A network firewall is typically a physical server-type device. It may be a standalone device or be integrated into another networking device such as a router. They are usually deployed in enterprise-grade networks and are significantly less common in home networks.
Note: NAT and PAT, while not intended as a firewall-like security feature, offer similar benefits, at least when it comes to blocking and allowing inbound communication. All home routers implement NAT and PAT. So you could think of that as a network firewall.
Network firewalls are generally designed to filter all incoming and outgoing network traffic from an entire network. Its position on the network gives it excellent insight across all traffic on the network. Still, many connections are encrypted between end-user devices and web servers. It doesn’t always have a great view into the actual content of the network traffic. For this reason, most network firewall rules are based on blocking known bad IP addresses and preventing access to unwanted port numbers.
Network firewalls are great at providing protection for devices that cant run firewalls of their own. They’re also good at offering centralised protection of a large number of devices. Unfortunately, they’re often slow to be updated if there’s a rule that needs changing. However, this is generally due to weak or overly cautious corporate policies and people not knowing who to communicate with to fix the problem.
A personal firewall is a software firewall that is installed on your device. It can monitor communications and be configured to manage the access of individual applications. These are often tied into some sort of anti-malware type solution, though since Windows XP, Windows has come with a free firewall built in.
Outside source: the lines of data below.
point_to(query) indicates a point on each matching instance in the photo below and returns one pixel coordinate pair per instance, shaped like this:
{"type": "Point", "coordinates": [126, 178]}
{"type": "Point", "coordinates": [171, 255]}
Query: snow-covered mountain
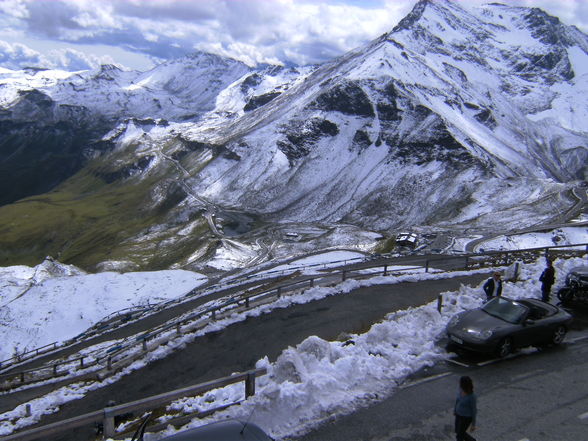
{"type": "Point", "coordinates": [461, 118]}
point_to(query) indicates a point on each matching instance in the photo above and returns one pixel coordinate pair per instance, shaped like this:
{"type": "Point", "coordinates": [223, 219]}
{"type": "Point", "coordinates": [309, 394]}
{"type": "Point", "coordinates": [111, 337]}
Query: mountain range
{"type": "Point", "coordinates": [461, 120]}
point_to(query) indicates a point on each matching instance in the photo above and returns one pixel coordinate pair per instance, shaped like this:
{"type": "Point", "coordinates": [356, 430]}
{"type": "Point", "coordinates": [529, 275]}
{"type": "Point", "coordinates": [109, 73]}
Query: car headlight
{"type": "Point", "coordinates": [454, 321]}
{"type": "Point", "coordinates": [482, 334]}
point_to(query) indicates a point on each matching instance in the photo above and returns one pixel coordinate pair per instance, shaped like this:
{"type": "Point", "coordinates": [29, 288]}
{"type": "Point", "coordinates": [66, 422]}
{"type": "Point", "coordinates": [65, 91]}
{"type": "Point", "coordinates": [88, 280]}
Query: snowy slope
{"type": "Point", "coordinates": [440, 112]}
{"type": "Point", "coordinates": [462, 117]}
{"type": "Point", "coordinates": [53, 302]}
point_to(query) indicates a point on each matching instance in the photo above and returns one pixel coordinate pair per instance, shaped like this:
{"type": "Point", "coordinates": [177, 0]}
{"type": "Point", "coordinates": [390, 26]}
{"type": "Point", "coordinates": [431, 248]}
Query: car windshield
{"type": "Point", "coordinates": [505, 309]}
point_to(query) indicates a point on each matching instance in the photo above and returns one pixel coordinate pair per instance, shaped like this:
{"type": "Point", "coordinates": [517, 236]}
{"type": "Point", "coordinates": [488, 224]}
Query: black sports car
{"type": "Point", "coordinates": [502, 324]}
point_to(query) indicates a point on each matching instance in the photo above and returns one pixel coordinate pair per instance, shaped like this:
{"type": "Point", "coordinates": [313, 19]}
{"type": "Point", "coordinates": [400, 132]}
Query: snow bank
{"type": "Point", "coordinates": [54, 302]}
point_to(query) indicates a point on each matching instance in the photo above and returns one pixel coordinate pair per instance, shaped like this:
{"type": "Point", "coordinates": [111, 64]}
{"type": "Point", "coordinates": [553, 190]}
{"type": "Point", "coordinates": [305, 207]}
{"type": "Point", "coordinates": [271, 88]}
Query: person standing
{"type": "Point", "coordinates": [493, 286]}
{"type": "Point", "coordinates": [465, 410]}
{"type": "Point", "coordinates": [547, 280]}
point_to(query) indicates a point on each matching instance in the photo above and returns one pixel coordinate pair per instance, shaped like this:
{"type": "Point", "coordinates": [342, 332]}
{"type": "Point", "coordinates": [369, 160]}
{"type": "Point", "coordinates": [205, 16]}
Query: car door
{"type": "Point", "coordinates": [527, 331]}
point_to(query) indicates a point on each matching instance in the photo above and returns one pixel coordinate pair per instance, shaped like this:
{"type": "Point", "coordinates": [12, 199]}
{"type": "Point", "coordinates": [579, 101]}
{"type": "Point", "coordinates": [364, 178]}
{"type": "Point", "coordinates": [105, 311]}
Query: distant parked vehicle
{"type": "Point", "coordinates": [406, 240]}
{"type": "Point", "coordinates": [227, 430]}
{"type": "Point", "coordinates": [576, 286]}
{"type": "Point", "coordinates": [502, 324]}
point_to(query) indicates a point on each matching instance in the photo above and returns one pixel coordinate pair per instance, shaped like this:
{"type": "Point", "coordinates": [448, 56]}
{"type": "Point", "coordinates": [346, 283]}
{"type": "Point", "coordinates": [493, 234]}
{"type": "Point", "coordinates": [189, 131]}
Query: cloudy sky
{"type": "Point", "coordinates": [80, 34]}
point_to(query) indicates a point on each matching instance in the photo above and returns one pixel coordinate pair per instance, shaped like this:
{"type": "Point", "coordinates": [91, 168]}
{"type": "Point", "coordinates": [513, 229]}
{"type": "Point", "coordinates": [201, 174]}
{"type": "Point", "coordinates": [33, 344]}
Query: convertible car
{"type": "Point", "coordinates": [503, 324]}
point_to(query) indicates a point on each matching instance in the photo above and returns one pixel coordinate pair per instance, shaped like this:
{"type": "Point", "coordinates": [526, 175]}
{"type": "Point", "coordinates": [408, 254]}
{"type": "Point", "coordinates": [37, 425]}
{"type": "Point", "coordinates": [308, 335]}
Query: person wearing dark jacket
{"type": "Point", "coordinates": [493, 286]}
{"type": "Point", "coordinates": [465, 410]}
{"type": "Point", "coordinates": [547, 280]}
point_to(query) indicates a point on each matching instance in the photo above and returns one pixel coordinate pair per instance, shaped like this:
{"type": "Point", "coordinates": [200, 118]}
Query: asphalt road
{"type": "Point", "coordinates": [237, 347]}
{"type": "Point", "coordinates": [539, 396]}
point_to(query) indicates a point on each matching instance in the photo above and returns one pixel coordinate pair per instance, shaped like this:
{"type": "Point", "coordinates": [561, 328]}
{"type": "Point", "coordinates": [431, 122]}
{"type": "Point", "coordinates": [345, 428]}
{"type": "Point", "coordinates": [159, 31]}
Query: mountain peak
{"type": "Point", "coordinates": [413, 16]}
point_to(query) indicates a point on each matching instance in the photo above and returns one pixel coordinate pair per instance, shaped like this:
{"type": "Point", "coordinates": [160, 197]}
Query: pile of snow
{"type": "Point", "coordinates": [53, 302]}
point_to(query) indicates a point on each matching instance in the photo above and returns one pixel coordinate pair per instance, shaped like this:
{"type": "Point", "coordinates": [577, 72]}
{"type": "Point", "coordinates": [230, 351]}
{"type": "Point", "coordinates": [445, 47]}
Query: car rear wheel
{"type": "Point", "coordinates": [504, 348]}
{"type": "Point", "coordinates": [558, 335]}
{"type": "Point", "coordinates": [565, 294]}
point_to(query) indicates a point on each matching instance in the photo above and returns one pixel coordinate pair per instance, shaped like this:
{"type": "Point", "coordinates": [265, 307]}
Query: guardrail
{"type": "Point", "coordinates": [107, 416]}
{"type": "Point", "coordinates": [121, 354]}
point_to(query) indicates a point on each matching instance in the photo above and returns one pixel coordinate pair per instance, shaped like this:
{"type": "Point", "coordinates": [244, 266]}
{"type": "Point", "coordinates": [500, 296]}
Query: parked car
{"type": "Point", "coordinates": [406, 240]}
{"type": "Point", "coordinates": [227, 430]}
{"type": "Point", "coordinates": [576, 286]}
{"type": "Point", "coordinates": [503, 324]}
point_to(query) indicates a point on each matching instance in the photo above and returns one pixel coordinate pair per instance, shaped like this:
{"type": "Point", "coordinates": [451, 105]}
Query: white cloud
{"type": "Point", "coordinates": [16, 56]}
{"type": "Point", "coordinates": [254, 31]}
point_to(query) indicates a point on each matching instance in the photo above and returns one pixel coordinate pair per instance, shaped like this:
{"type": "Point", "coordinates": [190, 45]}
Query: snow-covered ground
{"type": "Point", "coordinates": [560, 236]}
{"type": "Point", "coordinates": [317, 379]}
{"type": "Point", "coordinates": [53, 302]}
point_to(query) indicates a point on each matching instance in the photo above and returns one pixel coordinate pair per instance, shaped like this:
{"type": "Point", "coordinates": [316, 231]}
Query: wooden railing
{"type": "Point", "coordinates": [107, 416]}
Personal firewalls also come with your device. This isn’t especially important for desktop computers. Still, laptops and mobile devices may connect to many networks each with different risk profiles. For example, in a corporate network, you may have many network-connected shares, printers, and other devices that need to be communicated with smoothly.
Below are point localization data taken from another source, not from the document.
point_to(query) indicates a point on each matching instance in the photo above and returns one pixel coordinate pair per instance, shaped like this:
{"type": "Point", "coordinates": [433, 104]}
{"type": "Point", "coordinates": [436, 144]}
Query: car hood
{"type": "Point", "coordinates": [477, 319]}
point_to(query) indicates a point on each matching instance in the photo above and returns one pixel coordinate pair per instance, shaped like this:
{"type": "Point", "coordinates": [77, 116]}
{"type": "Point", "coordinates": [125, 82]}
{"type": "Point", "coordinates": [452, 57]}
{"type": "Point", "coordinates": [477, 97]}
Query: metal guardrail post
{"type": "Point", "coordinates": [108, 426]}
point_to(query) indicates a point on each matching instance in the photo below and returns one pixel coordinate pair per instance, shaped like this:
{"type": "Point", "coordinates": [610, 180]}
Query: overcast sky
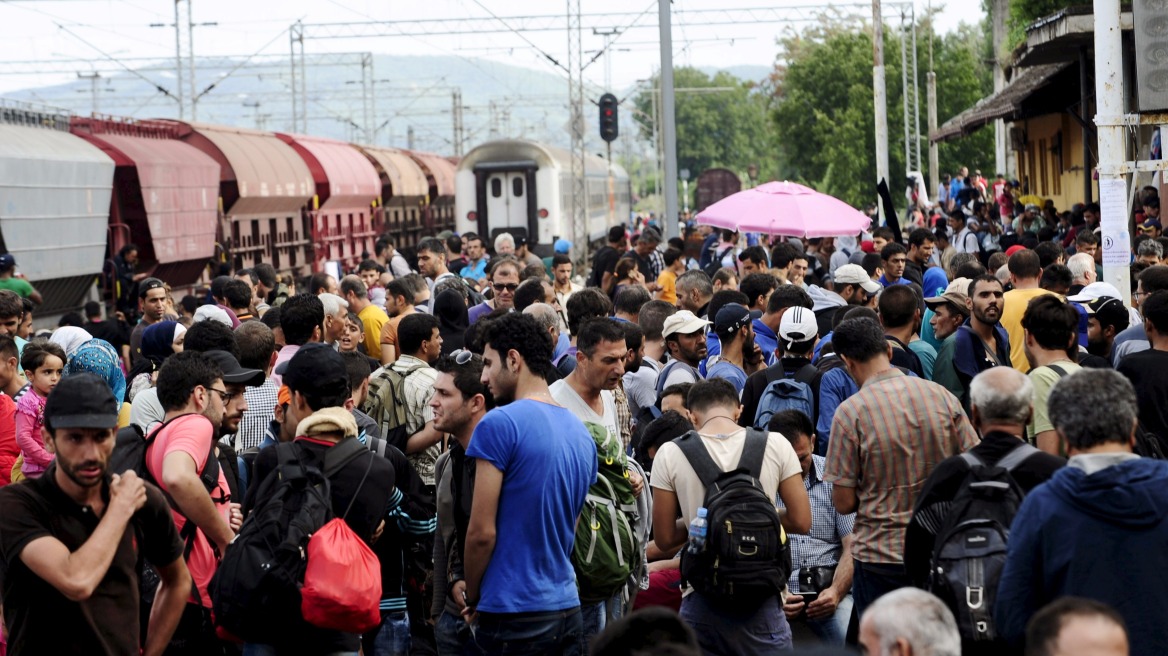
{"type": "Point", "coordinates": [120, 28]}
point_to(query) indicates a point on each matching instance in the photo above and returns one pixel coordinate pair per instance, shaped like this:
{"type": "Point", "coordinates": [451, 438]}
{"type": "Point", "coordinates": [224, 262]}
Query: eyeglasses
{"type": "Point", "coordinates": [224, 395]}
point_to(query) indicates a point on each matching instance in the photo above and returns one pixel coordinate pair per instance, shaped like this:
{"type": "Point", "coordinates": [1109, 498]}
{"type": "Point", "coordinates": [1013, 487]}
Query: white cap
{"type": "Point", "coordinates": [683, 322]}
{"type": "Point", "coordinates": [798, 325]}
{"type": "Point", "coordinates": [1093, 291]}
{"type": "Point", "coordinates": [855, 274]}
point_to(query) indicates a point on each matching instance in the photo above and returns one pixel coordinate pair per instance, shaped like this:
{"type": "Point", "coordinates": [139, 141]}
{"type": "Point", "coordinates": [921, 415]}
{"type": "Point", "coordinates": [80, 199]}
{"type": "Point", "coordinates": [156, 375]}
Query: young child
{"type": "Point", "coordinates": [42, 362]}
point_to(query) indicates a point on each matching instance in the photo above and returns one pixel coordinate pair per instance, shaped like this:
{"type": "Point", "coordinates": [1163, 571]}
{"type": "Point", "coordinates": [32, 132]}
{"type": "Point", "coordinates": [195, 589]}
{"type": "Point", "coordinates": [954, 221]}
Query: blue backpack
{"type": "Point", "coordinates": [797, 392]}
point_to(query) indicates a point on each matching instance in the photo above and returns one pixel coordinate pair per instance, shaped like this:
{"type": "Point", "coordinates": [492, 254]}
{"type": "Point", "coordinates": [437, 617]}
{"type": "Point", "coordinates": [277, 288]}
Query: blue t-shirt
{"type": "Point", "coordinates": [729, 371]}
{"type": "Point", "coordinates": [548, 460]}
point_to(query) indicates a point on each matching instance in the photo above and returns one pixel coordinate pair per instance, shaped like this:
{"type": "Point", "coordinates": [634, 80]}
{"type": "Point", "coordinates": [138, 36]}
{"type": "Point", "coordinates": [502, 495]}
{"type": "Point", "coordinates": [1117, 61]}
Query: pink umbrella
{"type": "Point", "coordinates": [786, 209]}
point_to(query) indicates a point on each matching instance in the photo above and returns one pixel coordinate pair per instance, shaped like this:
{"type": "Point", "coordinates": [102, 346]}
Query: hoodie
{"type": "Point", "coordinates": [1100, 536]}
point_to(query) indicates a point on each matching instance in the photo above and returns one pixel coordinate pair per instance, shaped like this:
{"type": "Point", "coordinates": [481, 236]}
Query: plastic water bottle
{"type": "Point", "coordinates": [697, 532]}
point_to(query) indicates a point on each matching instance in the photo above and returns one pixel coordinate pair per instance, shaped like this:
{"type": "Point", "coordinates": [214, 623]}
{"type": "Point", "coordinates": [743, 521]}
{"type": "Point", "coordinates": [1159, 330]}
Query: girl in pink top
{"type": "Point", "coordinates": [42, 362]}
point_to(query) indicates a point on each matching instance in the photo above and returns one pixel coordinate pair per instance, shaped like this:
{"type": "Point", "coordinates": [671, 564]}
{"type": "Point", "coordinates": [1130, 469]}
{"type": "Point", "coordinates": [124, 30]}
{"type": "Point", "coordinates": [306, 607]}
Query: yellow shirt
{"type": "Point", "coordinates": [1013, 308]}
{"type": "Point", "coordinates": [374, 319]}
{"type": "Point", "coordinates": [668, 283]}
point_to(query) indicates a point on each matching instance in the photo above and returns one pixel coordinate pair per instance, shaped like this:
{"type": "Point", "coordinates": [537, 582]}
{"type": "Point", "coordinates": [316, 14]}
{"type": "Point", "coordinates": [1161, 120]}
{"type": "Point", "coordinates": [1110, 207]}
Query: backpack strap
{"type": "Point", "coordinates": [692, 447]}
{"type": "Point", "coordinates": [753, 449]}
{"type": "Point", "coordinates": [1015, 458]}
In a home environment, you are generally relatively safe but don’t necessarily need those services allowed by the firewall, and closing them is good defence-in-depth. If you’re connected to a public Wi-Fi hotspot though you have no idea what else might be connected to the network, your firewall should be locked down tight.
Personal firewalls are a lot easier to update to grant or deny access to something. While many devices include more management overhead, some offer centralised control end users aren’t trusted to be in control. Personal firewalls only cover one device but can protect it wherever it is. A significant risk is that if a virus does get through. It may get enough control of the computer to directly control the firewall, which might as well not be there.
Web Application Firewall
Web applications are also under a constant barrage of attacks by hackers. Typical firewalls are excellent at keeping the server protected from unwanted traffic, but the application itself may be vulnerable. While secure development practices and proper security testing are the best security policies, implementing a Web Application Firewall or WAF can help act as defence-in-depth.
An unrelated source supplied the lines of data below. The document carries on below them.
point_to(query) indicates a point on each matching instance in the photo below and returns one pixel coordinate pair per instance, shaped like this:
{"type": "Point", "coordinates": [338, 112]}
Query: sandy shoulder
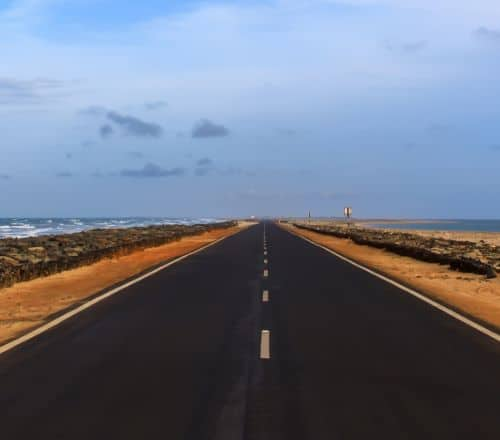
{"type": "Point", "coordinates": [27, 305]}
{"type": "Point", "coordinates": [472, 294]}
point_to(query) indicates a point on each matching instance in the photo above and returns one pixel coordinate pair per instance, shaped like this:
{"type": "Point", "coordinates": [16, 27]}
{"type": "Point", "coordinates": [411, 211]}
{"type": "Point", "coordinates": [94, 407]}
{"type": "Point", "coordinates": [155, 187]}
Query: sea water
{"type": "Point", "coordinates": [446, 225]}
{"type": "Point", "coordinates": [32, 227]}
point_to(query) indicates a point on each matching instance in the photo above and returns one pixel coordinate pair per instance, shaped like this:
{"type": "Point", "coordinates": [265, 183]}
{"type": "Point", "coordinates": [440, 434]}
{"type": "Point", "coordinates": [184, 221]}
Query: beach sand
{"type": "Point", "coordinates": [27, 305]}
{"type": "Point", "coordinates": [474, 295]}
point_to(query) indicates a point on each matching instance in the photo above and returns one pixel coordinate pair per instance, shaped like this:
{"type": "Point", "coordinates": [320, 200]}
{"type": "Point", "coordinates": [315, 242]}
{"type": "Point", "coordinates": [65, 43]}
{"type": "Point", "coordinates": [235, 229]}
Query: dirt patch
{"type": "Point", "coordinates": [472, 294]}
{"type": "Point", "coordinates": [27, 305]}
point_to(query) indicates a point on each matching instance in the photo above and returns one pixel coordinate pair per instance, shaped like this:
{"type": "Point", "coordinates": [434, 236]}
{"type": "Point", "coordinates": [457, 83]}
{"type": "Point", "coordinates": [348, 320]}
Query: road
{"type": "Point", "coordinates": [178, 356]}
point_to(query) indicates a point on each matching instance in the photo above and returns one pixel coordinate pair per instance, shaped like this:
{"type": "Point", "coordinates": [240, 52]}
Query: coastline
{"type": "Point", "coordinates": [471, 294]}
{"type": "Point", "coordinates": [29, 304]}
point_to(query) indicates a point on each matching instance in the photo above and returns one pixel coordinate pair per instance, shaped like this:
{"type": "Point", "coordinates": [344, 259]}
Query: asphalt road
{"type": "Point", "coordinates": [177, 356]}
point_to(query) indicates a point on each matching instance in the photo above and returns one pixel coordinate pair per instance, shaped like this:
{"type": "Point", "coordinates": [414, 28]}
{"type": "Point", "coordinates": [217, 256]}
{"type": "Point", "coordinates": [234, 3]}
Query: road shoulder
{"type": "Point", "coordinates": [472, 295]}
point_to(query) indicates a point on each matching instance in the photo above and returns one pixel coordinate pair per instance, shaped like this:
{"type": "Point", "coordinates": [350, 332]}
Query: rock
{"type": "Point", "coordinates": [463, 256]}
{"type": "Point", "coordinates": [28, 258]}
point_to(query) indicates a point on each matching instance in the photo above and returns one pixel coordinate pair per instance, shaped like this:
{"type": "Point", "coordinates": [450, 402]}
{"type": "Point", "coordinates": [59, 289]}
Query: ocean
{"type": "Point", "coordinates": [445, 225]}
{"type": "Point", "coordinates": [33, 227]}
Tip: Defence-in-depth is a security concept with multiple security feature layers. The idea is that if one defence mechanism fails or is bypassed, there are still other defences.
A firewall is a tool that monitors network traffic and either blocks or allows it depending on a list of rules that the firewall has. These rules can b modified to suit the users’ needs and use cases, though in some cases the user may not be able to implement the change themselves.
Firewalls generally block unexpected incoming traffic, they also keep track of sent requests so that they can allow through the responses. It is usually also prudent to lock down the outgoing requests if they’re not necessary as a defence-in-depth measure.
Note: Firewall terminology often refers to blocklists and allowlists.